No to Dima sobie wygodnie tu odpoczął
Cztery godziny nie niepokojony przez nikogo chodził sobie  po komnatach, jak po własnych – oglądał sprzęty,  odpoczywał na sofie, pożywiał się kanapkami i popijał dla kurażu mocno  wódeczką. Gdy  już się zmęczył i nacieszył  przepychem  zabrał na pamiątkę śliczną figurkę biegnącego żołnierza z francuskim sztandarem z 1814 roku (wartą 5 mln rubli) i poszedł z nią zdrzemnąć się do parku. Tam w południe odnalazła go policja. 


Dmitrij Łapajew (po wytrzeźwieniu, w komisariacie)
Śledztwo wykazało, że owszem alarm zadziałał, a kamery sfotografowały nieproszonego gościa,  ale nic z tego nie wynikło. Ochroniarze  przeszli się z latarkami po paru pokojach, stwierdzili, że pewnie alarm znów się popsuł, więc go wyłączyli po czym poszli spać. Dopiero nazajutrz, po 9-tej rano, pojawił się personel muzeum stwierdzając  ślady bytności Dimy i brak cennej figurki. 

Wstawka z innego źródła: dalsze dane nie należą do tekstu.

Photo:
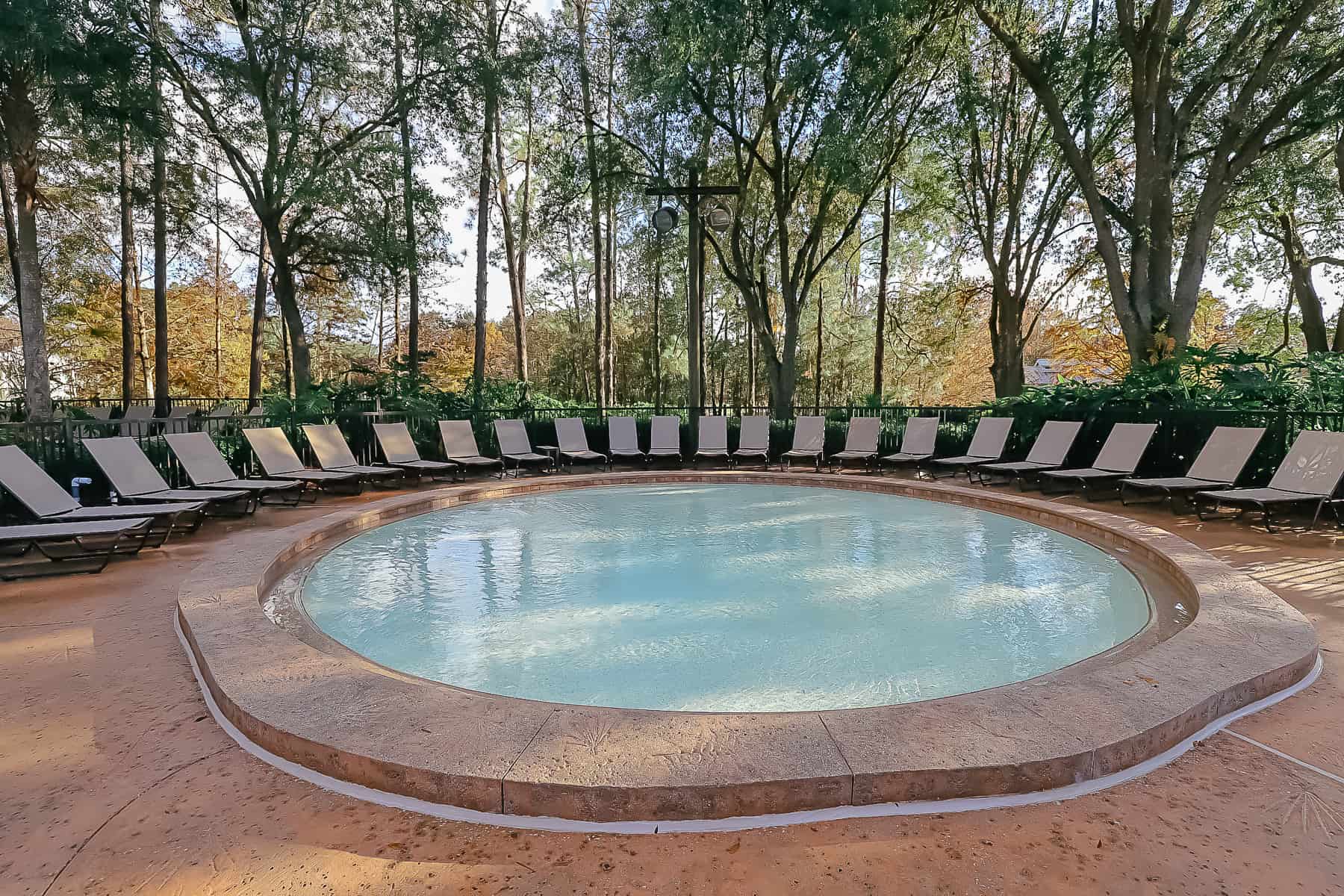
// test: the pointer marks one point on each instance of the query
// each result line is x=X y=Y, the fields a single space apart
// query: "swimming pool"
x=727 y=598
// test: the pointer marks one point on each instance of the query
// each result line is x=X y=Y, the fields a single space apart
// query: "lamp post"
x=665 y=220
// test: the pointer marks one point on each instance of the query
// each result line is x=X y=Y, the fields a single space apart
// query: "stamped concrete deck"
x=344 y=718
x=117 y=781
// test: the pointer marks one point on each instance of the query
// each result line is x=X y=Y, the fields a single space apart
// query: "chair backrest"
x=329 y=445
x=863 y=435
x=921 y=435
x=199 y=455
x=1124 y=448
x=570 y=435
x=396 y=442
x=136 y=420
x=754 y=435
x=30 y=484
x=1313 y=467
x=665 y=433
x=512 y=437
x=991 y=437
x=1226 y=453
x=809 y=435
x=1054 y=442
x=273 y=450
x=458 y=438
x=714 y=435
x=621 y=435
x=125 y=465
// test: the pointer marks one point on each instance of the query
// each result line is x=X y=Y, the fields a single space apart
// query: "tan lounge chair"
x=623 y=440
x=279 y=461
x=1310 y=474
x=460 y=445
x=334 y=454
x=515 y=447
x=917 y=442
x=809 y=441
x=1048 y=452
x=67 y=547
x=1218 y=467
x=399 y=450
x=136 y=480
x=860 y=444
x=1117 y=460
x=753 y=441
x=987 y=445
x=714 y=440
x=573 y=442
x=49 y=503
x=208 y=469
x=665 y=438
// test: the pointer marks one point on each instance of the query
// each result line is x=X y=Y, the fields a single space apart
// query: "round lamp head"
x=665 y=220
x=718 y=218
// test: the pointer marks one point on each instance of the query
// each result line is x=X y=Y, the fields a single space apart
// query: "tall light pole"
x=665 y=220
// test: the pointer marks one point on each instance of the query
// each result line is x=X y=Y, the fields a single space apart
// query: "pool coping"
x=349 y=719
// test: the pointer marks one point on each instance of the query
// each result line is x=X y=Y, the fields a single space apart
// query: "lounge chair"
x=208 y=469
x=1310 y=474
x=917 y=442
x=334 y=454
x=1218 y=467
x=665 y=438
x=573 y=438
x=623 y=440
x=515 y=447
x=399 y=450
x=67 y=547
x=1048 y=452
x=49 y=503
x=809 y=441
x=753 y=441
x=987 y=447
x=860 y=444
x=136 y=420
x=136 y=481
x=1117 y=460
x=279 y=461
x=460 y=445
x=714 y=440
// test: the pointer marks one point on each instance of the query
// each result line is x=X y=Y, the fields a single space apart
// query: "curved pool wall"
x=722 y=598
x=304 y=699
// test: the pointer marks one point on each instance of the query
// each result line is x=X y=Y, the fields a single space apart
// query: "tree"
x=1204 y=89
x=285 y=92
x=1015 y=193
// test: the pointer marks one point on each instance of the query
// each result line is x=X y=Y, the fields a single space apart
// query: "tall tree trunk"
x=163 y=396
x=11 y=235
x=409 y=203
x=19 y=117
x=816 y=386
x=581 y=10
x=511 y=253
x=880 y=343
x=128 y=269
x=282 y=284
x=1301 y=284
x=258 y=344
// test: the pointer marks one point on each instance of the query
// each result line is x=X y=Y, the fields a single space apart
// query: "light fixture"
x=665 y=220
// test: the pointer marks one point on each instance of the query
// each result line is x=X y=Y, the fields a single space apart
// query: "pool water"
x=737 y=598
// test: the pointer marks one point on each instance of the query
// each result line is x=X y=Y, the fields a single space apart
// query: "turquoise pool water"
x=737 y=598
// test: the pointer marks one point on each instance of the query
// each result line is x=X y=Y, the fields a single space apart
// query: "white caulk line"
x=1292 y=759
x=742 y=822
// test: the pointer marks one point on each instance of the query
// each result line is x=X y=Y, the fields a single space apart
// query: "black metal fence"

  Jak się okazało, aby wynieść z pałacu  cenne przedmioty nie trzeba  skomplikowanych działań, podkopów, speców od alarmu  etc. – wystarczy jeden bezrobotny pijaczek, który stłucze szybę.   Sytuacja nam się kojarzy ze znanym kawałem    ”--A ty za co siedzisz? –Za kase  --Rozbiłeś? –Nie, wyniesłem – Pancerną? –Nie, grycaną” . 
 To się nazywa  uczenie „zarządzanie ryzykiem”. Ochroniarze prawdopodobieństwo  okradzenia pałacu, jak szumnie  informowano, chronionego przez  kamery, alarmy, noktowizory  i inne cuda techniki uznali  za tak niewielkie, że  po  pobieżnej kontroli paru pokoi  poszli spokojnie spać, gdy w tym czasie Dima  być może też  odpoczywał na łożu Marii Fiedorowny.

Anglicy wykazali nieco więcej poczucia proporcji gdy w 1982 r. uznali Michaela Fagana, który pokonawszy trzymetrowy płot odwiedził JKM Elżbietę II w jej sypialni w Pałacu Buckingham jedynie winnym wykroczenia (i zapewnili mu paromiesięczny pobyt w szpitalu psychiatrycznym).